Hindman's theorem on coloring a set with $n$ colours

Question

Hindman's theorem states that if we colour $\mathbb{N}$ (positive integers) with a finite number of colours $c_1,\ldots,c_n$, then there exists a color $c_i$ and an infinite subset $A \subset \mathbb{N}$ such that every finite sum of elements in $A$ has the same colour.

But wouldn't this imply that each element of $A$ has the same colour? If $a,b \in A$ and the colour of $a$ and $b$ are different, then ... that's a contradiction, right?

Clearly I'm misunderstanding something. If someone could shed some light on this that would be great.

Answer 1

A sum of one term is still a sum. So yes, your reasoning is correct--the set $A$ must be all the same color.
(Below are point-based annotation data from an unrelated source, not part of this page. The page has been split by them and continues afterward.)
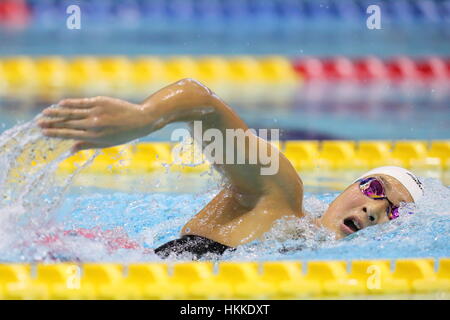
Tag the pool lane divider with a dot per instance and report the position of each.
(225, 280)
(109, 73)
(304, 155)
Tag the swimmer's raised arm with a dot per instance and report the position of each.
(104, 122)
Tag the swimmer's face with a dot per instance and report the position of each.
(352, 211)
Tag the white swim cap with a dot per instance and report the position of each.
(405, 177)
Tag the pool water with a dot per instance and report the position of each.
(45, 216)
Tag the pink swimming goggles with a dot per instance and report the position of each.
(374, 189)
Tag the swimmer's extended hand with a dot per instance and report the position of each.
(98, 122)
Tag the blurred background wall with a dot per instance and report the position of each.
(312, 68)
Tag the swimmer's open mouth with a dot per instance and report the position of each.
(351, 225)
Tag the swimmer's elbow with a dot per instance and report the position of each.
(195, 85)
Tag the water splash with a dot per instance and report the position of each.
(41, 221)
(30, 190)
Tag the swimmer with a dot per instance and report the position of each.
(249, 203)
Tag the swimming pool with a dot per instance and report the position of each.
(122, 204)
(104, 215)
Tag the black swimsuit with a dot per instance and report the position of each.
(196, 245)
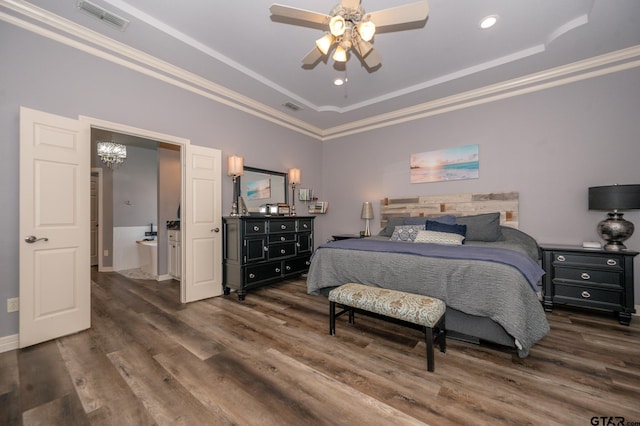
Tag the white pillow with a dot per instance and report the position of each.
(435, 237)
(406, 232)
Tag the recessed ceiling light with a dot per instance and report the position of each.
(488, 21)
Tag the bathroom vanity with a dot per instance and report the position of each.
(260, 250)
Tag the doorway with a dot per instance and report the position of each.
(141, 195)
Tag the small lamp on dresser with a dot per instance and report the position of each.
(235, 168)
(294, 179)
(613, 198)
(367, 215)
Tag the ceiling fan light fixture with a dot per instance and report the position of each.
(324, 43)
(367, 30)
(337, 26)
(340, 55)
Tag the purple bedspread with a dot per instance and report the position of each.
(529, 269)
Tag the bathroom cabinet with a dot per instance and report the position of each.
(261, 250)
(175, 258)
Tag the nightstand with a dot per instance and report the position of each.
(591, 278)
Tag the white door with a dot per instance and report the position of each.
(55, 286)
(201, 215)
(93, 224)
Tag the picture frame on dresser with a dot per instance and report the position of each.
(591, 278)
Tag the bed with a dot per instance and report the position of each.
(490, 283)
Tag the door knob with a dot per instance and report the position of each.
(32, 239)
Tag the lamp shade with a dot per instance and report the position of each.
(614, 197)
(367, 210)
(235, 165)
(294, 176)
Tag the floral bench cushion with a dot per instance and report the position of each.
(413, 308)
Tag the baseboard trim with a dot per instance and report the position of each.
(9, 343)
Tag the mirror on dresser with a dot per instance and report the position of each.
(258, 187)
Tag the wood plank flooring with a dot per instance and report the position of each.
(148, 359)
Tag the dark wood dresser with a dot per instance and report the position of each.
(261, 250)
(591, 278)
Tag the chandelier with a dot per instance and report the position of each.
(112, 154)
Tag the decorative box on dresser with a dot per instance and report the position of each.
(591, 278)
(261, 250)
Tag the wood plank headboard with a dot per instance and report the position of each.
(456, 204)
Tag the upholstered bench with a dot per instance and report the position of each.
(427, 312)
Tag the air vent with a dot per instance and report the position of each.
(102, 14)
(293, 106)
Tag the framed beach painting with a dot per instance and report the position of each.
(446, 164)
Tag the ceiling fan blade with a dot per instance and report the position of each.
(405, 14)
(350, 4)
(304, 16)
(312, 57)
(373, 59)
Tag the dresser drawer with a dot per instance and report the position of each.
(305, 225)
(263, 272)
(589, 275)
(282, 238)
(587, 259)
(592, 296)
(282, 250)
(255, 227)
(282, 225)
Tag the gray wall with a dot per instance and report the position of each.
(44, 75)
(550, 146)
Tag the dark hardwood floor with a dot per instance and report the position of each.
(270, 361)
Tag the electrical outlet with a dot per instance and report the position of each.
(13, 304)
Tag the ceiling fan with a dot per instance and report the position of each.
(351, 28)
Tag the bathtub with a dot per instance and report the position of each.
(148, 253)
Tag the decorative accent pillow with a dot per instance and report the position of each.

That the set itself also has the same color is also made clear by Wikipedia, emphasis mine:

We can reformulate a special case of Hindman's Theorem in more familiar terms: Suppose the natural numbers are "colored" with $n$ different colors; each natural number gets one and only one of the $n$ colors. Then there exists a color $c$ and an infinite set $D$ of natural numbers, all colored with $\boldsymbol{c}$, such that every finite sum over $D$ also has color $c$.

I previously erroneously claimed that it is equivalent that there exists an infinite subset of $\mathbb{N}$, all of the same color, and closed under addition--the set of all finite sums of elements of $A$. This is incorrect. The difference is that "finite sum" refers here only to sums of a finite number of distinct elements. I apologize for the error.